Tammy’s twin brother, Ethan, feels the weight of his guilt at his parting words with his sister, and is determined to do his absolute best to find her.  This leads him to make incredible discoveries, develop wonderful friendships and to travel further than he ever thought possible … the tension is palpable as Ethan and his friends Iggy and Hellyann find themselves in a race to keep secrets hidden, secrets that if unravelled could risk him ever being reunited with his sister.

Ethan is an incredibly sympathetic young boy who fights through his fear and self-doubt to show an inner strength, resilience and single-minded determination to prove himself:  to try his absolute best! 

I found Hellyann a fascinating and wonderfully endearing character with a unique voice.  She lives amongst a race who are devoid, and fearful, of feelings, in a sterilised society with a darkness and desire to control beneath the surface.  However, Hellyann feels strongly, so strongly that she becomes an activist, a decision that leads to her endangering herself, but one that also leads to her forming a close bond with Ethan and Iggy.

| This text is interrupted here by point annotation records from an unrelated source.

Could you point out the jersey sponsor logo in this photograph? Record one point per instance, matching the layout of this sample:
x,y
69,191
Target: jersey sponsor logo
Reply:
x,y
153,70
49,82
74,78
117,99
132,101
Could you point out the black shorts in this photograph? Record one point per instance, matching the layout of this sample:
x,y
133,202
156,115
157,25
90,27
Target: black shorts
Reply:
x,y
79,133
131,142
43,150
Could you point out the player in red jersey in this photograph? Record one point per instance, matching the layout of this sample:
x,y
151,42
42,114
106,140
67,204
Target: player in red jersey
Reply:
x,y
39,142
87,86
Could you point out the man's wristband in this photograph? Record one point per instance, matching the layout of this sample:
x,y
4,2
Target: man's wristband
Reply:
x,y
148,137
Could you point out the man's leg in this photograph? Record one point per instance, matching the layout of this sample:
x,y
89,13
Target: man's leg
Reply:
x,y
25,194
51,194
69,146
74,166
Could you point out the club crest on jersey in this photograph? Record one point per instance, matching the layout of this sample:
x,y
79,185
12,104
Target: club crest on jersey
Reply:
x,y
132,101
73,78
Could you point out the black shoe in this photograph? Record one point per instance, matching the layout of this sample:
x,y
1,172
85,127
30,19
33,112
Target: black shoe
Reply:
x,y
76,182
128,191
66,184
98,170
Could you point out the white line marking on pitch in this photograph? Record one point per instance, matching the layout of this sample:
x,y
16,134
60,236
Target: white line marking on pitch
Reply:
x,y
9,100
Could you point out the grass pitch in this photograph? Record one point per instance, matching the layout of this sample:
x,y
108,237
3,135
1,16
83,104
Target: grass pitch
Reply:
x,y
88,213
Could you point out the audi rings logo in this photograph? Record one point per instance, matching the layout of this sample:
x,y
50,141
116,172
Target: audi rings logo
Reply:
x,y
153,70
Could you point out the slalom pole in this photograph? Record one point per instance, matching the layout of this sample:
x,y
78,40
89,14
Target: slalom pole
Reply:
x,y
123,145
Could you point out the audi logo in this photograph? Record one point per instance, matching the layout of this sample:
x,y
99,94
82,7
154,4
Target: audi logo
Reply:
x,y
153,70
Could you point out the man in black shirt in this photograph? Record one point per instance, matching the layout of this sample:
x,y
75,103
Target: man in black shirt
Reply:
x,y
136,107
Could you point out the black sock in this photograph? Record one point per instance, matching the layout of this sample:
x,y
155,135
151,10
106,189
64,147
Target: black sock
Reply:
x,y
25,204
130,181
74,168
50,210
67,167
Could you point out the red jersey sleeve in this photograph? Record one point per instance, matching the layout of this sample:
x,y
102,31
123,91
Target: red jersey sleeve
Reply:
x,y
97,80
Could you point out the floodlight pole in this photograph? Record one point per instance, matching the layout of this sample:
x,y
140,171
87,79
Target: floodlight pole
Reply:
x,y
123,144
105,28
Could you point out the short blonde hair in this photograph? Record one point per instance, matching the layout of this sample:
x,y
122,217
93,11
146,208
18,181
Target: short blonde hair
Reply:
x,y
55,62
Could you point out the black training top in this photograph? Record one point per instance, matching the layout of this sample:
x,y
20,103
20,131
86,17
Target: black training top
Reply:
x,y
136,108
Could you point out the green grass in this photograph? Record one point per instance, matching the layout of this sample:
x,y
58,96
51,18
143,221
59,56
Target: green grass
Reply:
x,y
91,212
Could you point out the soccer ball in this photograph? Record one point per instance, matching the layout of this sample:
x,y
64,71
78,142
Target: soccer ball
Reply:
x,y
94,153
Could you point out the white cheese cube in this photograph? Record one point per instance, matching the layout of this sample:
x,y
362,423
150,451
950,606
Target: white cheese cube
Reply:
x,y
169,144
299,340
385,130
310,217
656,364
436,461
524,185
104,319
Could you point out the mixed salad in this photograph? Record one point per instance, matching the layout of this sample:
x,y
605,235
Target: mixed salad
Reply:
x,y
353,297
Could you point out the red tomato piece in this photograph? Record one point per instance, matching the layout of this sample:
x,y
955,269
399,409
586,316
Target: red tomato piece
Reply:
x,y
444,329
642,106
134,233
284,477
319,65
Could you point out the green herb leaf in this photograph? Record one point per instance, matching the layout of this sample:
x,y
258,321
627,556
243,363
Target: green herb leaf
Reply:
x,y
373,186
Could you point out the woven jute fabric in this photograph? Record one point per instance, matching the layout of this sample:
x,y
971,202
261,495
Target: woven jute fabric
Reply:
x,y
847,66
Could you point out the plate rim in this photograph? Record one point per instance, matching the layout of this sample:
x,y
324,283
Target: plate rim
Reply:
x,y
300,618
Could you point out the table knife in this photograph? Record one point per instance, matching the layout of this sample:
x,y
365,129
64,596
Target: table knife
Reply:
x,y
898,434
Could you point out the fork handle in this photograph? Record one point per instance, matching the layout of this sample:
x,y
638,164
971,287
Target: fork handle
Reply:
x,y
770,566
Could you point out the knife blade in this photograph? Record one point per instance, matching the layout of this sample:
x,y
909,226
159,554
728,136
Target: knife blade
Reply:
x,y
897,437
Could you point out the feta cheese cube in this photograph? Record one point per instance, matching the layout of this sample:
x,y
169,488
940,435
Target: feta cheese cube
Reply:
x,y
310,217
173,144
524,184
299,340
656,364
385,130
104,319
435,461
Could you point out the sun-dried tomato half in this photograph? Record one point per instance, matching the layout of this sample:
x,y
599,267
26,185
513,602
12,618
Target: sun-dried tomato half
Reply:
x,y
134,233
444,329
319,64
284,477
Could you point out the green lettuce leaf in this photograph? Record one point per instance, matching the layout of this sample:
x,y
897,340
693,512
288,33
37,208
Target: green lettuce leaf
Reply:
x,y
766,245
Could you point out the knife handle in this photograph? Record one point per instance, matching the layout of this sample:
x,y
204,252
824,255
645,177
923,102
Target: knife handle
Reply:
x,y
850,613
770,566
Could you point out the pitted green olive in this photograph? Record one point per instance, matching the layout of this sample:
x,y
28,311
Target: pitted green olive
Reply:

There is so much opportunity for discussion based on this story from exploring themes of loss, grief, family and friendship to an exploration of animal and human rights, activism and the nature of society, not to mention the belief in the existence of alien life forms! 

This is a gripping action-packed, heart-warming adventure for children of 10+.

Thank you to the publisher for sending me this book to review on behalf of a Book Review site. My review is my honest opinion of the book.